Lydon forme ainsi le groupe Public Image en mai 1978 aus côtés d’un ami de longue date, le bassiste John Wardle, alias Jah Wobble, avec qui il partage une grande partie de ses goûts musicaus, ainsi que de l’ancien guitariste de The Clash, le tout aussi éclectique Keith Levene qui quelques années auparavant avait travaillé comme roadie pour l’un de ses groupes favoris… Yes! Une preuve de plus que l’opposition punk-prog était plus une affaire de journalistes sensationalistes qu’une réalité artistique.

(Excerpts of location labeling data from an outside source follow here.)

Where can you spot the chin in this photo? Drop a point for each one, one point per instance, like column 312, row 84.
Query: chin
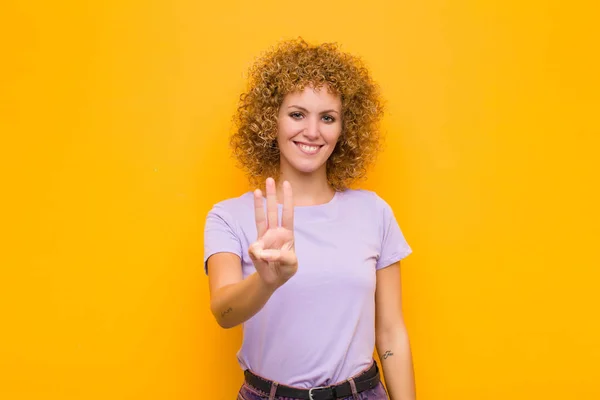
column 306, row 168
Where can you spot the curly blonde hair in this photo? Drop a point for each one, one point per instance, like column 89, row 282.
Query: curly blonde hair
column 289, row 67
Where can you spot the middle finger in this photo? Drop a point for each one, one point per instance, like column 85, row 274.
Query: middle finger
column 272, row 212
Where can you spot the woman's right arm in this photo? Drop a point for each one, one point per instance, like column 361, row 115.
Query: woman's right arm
column 234, row 300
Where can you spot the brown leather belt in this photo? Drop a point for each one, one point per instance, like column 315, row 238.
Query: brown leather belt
column 365, row 381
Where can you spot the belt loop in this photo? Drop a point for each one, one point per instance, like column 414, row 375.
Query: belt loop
column 273, row 391
column 353, row 387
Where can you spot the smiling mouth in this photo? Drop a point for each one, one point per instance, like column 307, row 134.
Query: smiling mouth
column 309, row 149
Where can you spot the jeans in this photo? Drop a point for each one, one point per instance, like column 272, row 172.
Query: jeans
column 248, row 392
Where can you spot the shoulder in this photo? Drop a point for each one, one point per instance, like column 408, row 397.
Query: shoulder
column 367, row 198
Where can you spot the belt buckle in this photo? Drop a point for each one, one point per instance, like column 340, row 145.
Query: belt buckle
column 310, row 394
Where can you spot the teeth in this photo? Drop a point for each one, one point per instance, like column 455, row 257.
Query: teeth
column 308, row 148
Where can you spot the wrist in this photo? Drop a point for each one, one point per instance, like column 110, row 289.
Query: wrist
column 265, row 288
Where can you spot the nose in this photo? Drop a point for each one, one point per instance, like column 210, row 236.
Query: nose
column 312, row 129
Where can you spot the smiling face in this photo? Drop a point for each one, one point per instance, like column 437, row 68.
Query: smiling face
column 309, row 125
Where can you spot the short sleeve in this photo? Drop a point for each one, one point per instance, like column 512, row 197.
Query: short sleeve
column 394, row 246
column 220, row 234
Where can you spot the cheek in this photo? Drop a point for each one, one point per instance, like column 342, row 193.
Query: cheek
column 285, row 128
column 332, row 133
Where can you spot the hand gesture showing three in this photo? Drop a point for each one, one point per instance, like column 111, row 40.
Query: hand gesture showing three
column 273, row 253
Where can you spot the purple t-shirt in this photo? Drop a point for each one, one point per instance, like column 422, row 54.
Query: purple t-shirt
column 319, row 327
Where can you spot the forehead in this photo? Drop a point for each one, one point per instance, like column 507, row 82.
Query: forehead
column 313, row 97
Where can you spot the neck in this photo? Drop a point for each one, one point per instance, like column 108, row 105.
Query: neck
column 308, row 189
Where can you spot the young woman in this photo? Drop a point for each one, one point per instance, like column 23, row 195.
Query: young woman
column 314, row 274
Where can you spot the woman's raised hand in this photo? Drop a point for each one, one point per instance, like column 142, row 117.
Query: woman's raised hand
column 273, row 253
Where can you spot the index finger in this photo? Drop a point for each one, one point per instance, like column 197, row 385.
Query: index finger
column 287, row 215
column 259, row 214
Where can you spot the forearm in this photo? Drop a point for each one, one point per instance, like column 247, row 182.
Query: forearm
column 396, row 360
column 236, row 303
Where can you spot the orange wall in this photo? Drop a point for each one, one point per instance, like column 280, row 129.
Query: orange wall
column 114, row 118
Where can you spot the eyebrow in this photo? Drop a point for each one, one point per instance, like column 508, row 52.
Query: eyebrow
column 306, row 111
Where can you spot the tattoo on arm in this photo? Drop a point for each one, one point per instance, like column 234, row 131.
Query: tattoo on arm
column 224, row 313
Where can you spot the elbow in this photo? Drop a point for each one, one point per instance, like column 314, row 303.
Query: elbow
column 390, row 334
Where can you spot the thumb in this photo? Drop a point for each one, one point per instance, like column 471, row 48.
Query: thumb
column 255, row 249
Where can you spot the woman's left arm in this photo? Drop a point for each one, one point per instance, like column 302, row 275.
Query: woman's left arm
column 393, row 345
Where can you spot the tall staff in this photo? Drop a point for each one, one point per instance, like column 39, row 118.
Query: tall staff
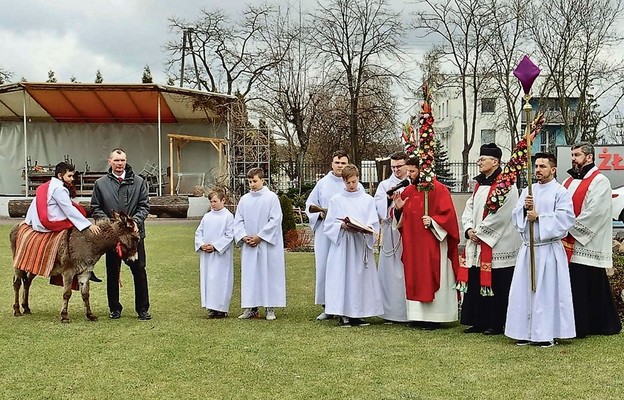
column 527, row 72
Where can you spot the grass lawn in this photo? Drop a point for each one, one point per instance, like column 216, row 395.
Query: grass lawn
column 180, row 354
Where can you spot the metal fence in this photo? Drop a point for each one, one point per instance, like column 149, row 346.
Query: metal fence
column 281, row 180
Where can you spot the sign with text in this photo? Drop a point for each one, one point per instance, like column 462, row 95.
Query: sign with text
column 609, row 160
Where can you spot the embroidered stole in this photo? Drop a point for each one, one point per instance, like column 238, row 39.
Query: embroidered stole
column 485, row 264
column 577, row 200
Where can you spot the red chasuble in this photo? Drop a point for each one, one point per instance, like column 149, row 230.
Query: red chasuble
column 421, row 249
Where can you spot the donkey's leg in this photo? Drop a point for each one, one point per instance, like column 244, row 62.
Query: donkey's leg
column 17, row 284
column 68, row 276
column 83, row 279
column 26, row 300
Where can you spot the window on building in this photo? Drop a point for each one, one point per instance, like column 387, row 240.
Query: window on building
column 548, row 141
column 488, row 136
column 488, row 105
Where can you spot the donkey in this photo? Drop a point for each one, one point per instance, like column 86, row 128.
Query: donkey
column 76, row 256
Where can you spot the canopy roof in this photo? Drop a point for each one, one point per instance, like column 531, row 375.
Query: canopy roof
column 109, row 103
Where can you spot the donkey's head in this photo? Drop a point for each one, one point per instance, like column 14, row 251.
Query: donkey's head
column 128, row 235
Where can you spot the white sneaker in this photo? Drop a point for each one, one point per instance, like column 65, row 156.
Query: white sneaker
column 248, row 314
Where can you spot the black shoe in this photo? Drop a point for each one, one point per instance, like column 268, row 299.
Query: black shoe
column 430, row 326
column 473, row 329
column 344, row 322
column 358, row 322
column 144, row 316
column 550, row 343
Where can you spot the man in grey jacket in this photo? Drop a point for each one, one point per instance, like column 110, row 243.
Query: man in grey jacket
column 122, row 190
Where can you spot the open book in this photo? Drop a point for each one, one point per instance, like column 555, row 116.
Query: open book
column 356, row 225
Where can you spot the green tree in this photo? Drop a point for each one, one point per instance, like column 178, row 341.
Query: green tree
column 147, row 75
column 51, row 77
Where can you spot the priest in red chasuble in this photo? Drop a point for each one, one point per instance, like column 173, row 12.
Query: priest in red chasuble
column 430, row 253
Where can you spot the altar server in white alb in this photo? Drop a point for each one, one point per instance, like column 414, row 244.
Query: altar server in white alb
column 258, row 229
column 540, row 317
column 214, row 239
column 324, row 189
column 589, row 246
column 391, row 274
column 352, row 283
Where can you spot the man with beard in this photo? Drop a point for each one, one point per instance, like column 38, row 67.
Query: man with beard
column 324, row 189
column 588, row 246
column 491, row 250
column 430, row 257
column 52, row 210
column 391, row 274
column 539, row 317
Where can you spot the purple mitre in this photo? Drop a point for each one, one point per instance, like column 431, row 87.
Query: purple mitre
column 526, row 72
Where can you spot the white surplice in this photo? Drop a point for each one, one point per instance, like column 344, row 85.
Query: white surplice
column 325, row 188
column 547, row 313
column 263, row 271
column 60, row 207
column 391, row 274
column 352, row 283
column 593, row 229
column 216, row 269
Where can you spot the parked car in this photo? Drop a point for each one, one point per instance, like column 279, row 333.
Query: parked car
column 617, row 204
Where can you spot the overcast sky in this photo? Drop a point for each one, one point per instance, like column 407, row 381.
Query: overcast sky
column 78, row 37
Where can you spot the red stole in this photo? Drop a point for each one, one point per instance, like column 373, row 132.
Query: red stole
column 485, row 264
column 41, row 197
column 421, row 249
column 577, row 200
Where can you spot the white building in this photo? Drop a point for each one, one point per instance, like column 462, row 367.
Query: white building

Les trois hommes sont rejoints par le batteur canadien Jim Walker, recruté via une annonce sur Melody Maker, et ensemble ils enregistrent le premier album de ce nouveau groupe, qui sort en décembre 1978 sous le nom de Public Image: First Issue. Entre temps, le contexte a fortement évolué, la scène punk originelle s’est disloquée en plusieurs tendances, certaines plus travaillées et moins brutes regroupées collectivement sous le terme « post-punk », et d’autres choisissant au contraire d’amplifier la brutalité de leur musique, le futur « punk hardcore ». On pouvait alors se demander laquelle de ces voies Lydon et sa bande allaient emprunter.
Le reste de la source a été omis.